Temple University said it was looking into reports of match fixing of a Division 1 men’s basketball game.

In a statement Friday, a university representative said it was reviewing the March 7 game between the Temple University Owls and the University of Alabama-Birmingham Blazers at Temple’s Liacouras Center arena in Philadelphia.

‘We are aware of the media reports regarding last night’s men’s basketball game,’ it said. ‘We will review the reports thoroughly in accordance with university and NCAA policies. While we can’t comment any further at this time, we take this matter very seriously.’

In the run-up to Thursday’s 7 p.m. game, UAB opened as a 2.5-point favorite, according to Dave Connelly, a correspondent for betting group SportsGrid.

But the betting line surged to 8 points in favor of UAB within two hours of sportsbooks opening for the game, Connelly said, calling the upswing ‘typically unheard of this late in the college basketball season without any meaningful news or injuries.’

UAB went on to win 100-72. Notably, UAB had 22 more rebounds than Temple — the Owls’ worst rebounding performance since 2019.

A UAB rep told the Associated Press it was declining to comment.

The Blazers’ record is now 19-11, compared with Owls’ 11-19.

U.S. Integrity, a gambling watchdog group, flagged the game as unusual to U.S. casinos, according to Sports Illustrated reporter Pat Forde, citing a statement from an American Athletic Conference spokesperson.

The AAC declined to comment to NBC News beyond noting Temple’s statement.
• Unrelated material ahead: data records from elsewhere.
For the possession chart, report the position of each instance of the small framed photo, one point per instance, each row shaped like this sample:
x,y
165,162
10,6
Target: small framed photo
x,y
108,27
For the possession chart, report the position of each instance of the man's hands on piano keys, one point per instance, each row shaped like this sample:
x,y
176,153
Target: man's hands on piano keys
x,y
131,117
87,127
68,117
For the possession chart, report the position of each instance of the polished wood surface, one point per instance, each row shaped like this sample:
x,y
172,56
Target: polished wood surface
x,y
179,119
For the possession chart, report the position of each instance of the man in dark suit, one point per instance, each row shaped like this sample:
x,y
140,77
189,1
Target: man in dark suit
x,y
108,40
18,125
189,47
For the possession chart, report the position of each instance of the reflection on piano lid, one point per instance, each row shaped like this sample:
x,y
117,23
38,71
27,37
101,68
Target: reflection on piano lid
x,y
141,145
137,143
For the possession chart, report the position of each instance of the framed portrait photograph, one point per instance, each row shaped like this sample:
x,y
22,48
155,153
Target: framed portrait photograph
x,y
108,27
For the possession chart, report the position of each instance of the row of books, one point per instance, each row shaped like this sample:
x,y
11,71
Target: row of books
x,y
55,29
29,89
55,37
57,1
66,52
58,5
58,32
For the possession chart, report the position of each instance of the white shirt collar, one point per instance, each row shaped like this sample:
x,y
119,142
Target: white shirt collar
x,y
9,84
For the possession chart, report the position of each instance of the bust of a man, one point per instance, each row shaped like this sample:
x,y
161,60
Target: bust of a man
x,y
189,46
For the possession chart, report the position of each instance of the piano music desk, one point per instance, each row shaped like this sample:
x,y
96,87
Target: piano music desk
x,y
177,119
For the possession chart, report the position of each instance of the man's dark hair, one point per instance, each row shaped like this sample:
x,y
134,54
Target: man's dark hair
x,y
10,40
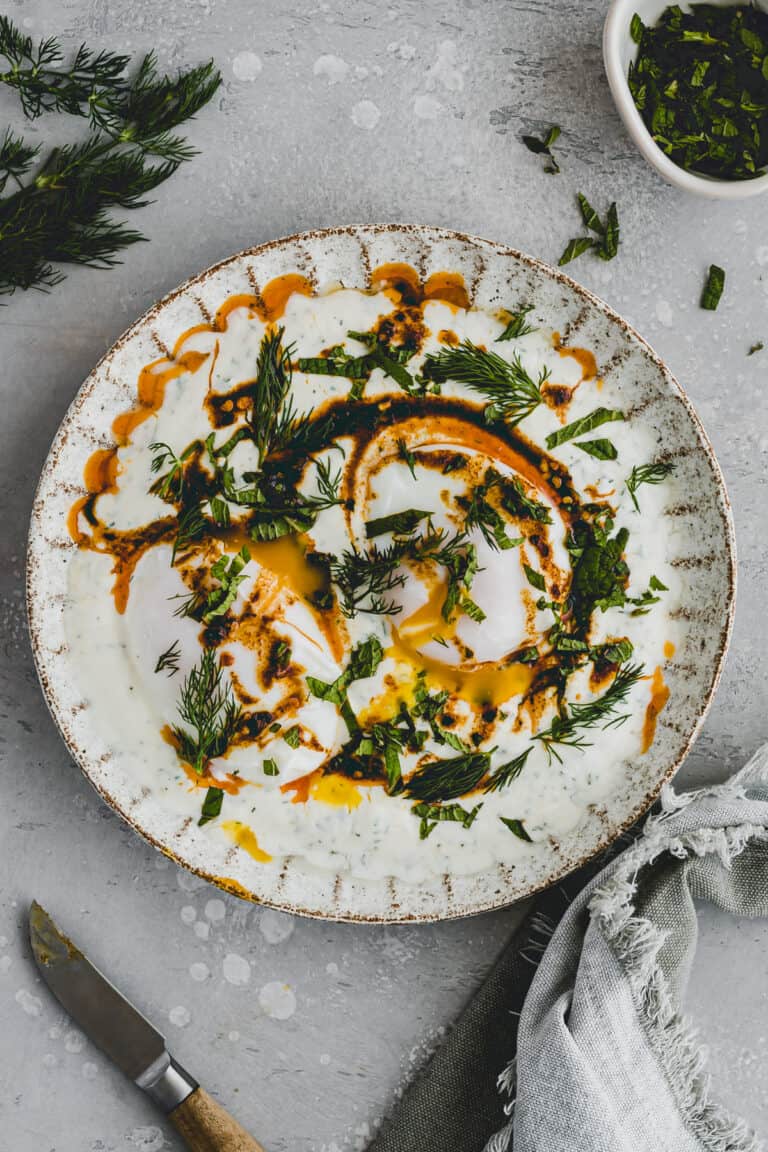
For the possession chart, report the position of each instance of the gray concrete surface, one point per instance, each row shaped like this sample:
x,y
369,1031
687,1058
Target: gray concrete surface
x,y
339,112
A USI rep did not immediately respond to a request for comment.

There has not been a major gambling scandal in NCAA men’s basketball since an incident involving Boston College and notorious mobster Henry Hill in the late 1970s.
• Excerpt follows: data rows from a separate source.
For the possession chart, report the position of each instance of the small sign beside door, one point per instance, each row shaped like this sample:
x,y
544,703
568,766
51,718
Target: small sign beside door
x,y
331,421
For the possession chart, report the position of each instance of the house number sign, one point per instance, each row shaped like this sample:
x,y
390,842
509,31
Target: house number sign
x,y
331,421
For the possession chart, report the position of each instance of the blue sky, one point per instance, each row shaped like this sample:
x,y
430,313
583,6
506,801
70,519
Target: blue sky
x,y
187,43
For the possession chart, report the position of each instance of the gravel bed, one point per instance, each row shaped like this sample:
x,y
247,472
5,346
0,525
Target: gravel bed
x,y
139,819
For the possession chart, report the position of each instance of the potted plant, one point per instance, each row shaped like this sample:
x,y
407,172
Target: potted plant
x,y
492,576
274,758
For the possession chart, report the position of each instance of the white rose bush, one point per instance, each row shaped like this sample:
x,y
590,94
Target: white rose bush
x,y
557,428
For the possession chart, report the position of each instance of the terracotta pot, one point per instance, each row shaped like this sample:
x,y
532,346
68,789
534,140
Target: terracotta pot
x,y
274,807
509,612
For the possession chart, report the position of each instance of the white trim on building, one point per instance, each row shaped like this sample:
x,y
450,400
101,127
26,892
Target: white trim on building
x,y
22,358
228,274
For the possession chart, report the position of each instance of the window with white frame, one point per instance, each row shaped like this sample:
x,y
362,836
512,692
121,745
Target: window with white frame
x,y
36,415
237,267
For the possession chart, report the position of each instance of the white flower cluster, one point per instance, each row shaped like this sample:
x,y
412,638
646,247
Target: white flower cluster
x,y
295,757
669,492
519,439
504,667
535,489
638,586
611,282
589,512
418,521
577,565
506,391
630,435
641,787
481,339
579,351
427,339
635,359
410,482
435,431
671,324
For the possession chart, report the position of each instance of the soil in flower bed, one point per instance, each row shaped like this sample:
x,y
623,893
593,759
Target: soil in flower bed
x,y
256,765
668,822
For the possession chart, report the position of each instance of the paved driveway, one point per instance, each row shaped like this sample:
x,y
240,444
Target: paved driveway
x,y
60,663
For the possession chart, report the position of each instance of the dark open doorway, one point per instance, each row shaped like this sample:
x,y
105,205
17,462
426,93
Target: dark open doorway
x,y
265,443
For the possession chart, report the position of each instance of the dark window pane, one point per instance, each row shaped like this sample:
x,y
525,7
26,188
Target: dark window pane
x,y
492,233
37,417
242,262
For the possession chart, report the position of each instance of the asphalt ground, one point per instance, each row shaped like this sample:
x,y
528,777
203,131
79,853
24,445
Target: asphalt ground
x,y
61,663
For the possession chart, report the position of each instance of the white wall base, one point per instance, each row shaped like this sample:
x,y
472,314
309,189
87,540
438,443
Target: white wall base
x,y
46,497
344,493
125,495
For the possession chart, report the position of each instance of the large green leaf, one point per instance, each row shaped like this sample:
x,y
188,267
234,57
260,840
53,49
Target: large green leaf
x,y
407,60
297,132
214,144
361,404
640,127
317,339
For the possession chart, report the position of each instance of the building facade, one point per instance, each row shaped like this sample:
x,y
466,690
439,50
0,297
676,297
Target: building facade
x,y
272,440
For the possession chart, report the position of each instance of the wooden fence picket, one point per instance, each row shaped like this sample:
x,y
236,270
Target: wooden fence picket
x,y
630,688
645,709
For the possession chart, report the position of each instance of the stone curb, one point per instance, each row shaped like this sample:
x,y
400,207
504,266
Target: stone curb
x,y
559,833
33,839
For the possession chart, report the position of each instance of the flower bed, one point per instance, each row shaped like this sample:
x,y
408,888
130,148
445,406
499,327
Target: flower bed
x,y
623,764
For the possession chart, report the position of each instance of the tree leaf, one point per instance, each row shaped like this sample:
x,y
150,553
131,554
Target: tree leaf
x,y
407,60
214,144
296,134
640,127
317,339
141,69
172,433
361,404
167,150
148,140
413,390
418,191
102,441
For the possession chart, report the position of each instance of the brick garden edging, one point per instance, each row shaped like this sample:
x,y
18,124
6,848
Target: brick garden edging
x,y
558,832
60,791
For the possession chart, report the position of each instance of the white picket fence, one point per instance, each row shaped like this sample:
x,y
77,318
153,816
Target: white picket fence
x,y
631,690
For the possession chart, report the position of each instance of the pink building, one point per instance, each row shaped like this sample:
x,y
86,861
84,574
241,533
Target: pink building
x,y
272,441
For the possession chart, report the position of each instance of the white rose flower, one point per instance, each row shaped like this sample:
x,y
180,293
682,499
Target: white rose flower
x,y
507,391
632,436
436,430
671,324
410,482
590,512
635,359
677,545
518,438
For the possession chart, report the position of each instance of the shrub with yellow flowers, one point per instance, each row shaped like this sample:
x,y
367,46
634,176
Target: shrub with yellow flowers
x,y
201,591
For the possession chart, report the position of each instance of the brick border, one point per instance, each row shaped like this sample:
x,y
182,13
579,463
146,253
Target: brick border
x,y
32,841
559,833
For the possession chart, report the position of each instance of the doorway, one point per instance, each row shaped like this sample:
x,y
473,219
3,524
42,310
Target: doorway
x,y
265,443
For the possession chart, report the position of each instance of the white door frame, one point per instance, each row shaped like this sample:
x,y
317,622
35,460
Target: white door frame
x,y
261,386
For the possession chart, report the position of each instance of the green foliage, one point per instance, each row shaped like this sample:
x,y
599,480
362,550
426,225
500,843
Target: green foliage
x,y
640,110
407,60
However, the ongoing legalization of, and subsequent influx of interest in, online sports betting in recent years may have increased the likelihood for such an incident to occur again.
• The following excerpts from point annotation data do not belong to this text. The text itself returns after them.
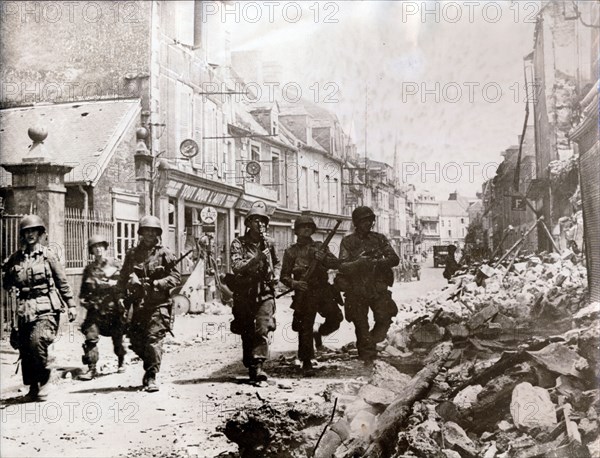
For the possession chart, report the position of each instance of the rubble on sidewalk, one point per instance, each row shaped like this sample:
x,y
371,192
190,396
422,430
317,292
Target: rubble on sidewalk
x,y
493,304
497,365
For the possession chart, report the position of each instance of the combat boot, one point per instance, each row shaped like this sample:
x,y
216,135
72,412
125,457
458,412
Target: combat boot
x,y
318,341
45,391
379,332
34,389
90,374
261,375
121,367
150,382
308,369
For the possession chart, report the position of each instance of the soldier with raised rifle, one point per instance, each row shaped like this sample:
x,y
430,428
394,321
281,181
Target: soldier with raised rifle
x,y
149,273
304,270
105,310
366,261
253,261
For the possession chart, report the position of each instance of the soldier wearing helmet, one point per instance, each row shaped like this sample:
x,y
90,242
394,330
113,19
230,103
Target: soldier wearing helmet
x,y
254,263
450,263
312,296
36,275
366,265
148,275
105,311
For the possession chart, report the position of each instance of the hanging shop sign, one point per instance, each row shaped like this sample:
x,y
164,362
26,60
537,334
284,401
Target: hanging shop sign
x,y
189,148
202,195
208,215
518,204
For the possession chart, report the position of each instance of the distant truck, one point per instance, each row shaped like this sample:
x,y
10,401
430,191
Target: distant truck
x,y
439,255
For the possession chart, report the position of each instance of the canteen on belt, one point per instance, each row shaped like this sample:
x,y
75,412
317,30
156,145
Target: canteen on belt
x,y
181,303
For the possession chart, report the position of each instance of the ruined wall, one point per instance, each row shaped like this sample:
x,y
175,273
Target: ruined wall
x,y
119,173
67,51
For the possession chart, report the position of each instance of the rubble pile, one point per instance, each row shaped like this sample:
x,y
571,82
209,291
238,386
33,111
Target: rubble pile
x,y
288,430
504,303
540,400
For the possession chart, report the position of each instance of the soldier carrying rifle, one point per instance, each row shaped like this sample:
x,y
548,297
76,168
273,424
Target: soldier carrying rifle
x,y
149,273
366,261
253,261
304,269
105,310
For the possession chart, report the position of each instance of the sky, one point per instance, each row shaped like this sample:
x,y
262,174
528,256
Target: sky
x,y
440,83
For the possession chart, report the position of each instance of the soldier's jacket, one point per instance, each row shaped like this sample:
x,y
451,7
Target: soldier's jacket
x,y
146,263
297,260
373,274
99,284
39,279
248,270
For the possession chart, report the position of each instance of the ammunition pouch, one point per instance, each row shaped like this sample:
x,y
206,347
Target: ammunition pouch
x,y
341,282
29,309
14,338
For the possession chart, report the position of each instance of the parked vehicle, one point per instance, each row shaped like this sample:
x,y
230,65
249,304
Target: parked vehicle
x,y
439,255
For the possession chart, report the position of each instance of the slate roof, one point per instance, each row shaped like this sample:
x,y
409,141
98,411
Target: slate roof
x,y
79,134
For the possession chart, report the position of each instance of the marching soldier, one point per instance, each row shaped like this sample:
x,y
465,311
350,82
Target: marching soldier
x,y
367,259
105,312
253,260
450,264
42,291
313,295
149,273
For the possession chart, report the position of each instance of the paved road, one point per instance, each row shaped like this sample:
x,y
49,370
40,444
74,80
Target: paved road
x,y
203,382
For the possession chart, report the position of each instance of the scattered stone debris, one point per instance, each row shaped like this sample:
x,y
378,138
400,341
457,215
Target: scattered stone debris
x,y
286,430
501,364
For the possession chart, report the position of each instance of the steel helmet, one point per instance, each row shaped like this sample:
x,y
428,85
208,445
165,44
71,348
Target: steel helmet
x,y
256,212
31,221
150,221
95,240
305,220
361,213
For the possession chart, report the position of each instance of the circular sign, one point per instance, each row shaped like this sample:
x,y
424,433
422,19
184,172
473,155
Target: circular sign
x,y
189,148
253,168
208,215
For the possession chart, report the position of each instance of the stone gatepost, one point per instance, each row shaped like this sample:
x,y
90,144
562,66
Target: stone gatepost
x,y
38,183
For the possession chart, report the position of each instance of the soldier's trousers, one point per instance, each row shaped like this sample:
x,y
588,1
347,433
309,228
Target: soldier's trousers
x,y
318,301
34,339
149,325
254,318
357,311
96,325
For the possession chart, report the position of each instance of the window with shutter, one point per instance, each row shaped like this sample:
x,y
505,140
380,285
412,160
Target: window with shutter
x,y
171,120
184,121
210,131
197,131
185,22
In a 2023 NCAA survey of athletic departments, 13% of Division 1 administrators said they had dealt with a gambling or sports wagering problem within the past year, compared with just 4% in 2019. The same survey found 30% of respondents saying they were now extremely or moderately concerned about sports wagering or gambling compared with other compliance issues, versus 20% saying so in 2019.

The report also anonymously quoted some administrators’ profound concerns with the rise of digital gambling and its impact on students.

“Sports wagering is a billion-dollar industry with the resources to influence student athletes to gamble on a daily basis on every market front,’ one said. ‘Institutions do not have the resources or the funding to win this battle.”

“The sheer access of wagering activities available with technology is IMPOSSIBLE to monitor or track,” another said.

A spokesperson for the National Collegiate Athletics Association (NCAA) said the organization could not comment on investigations.

‘The NCAA takes sports betting very seriously and is committed to the protection of student-athlete well-being and the integrity of competition,’ the spokesperson said. ‘The Association works with integrity monitoring services, state regulators and other stakeholders to conduct appropriate due diligence whenever suspicious reports are received. Due to the importance of confidentiality, the NCAA does not comment on current, pending or potential investigations.’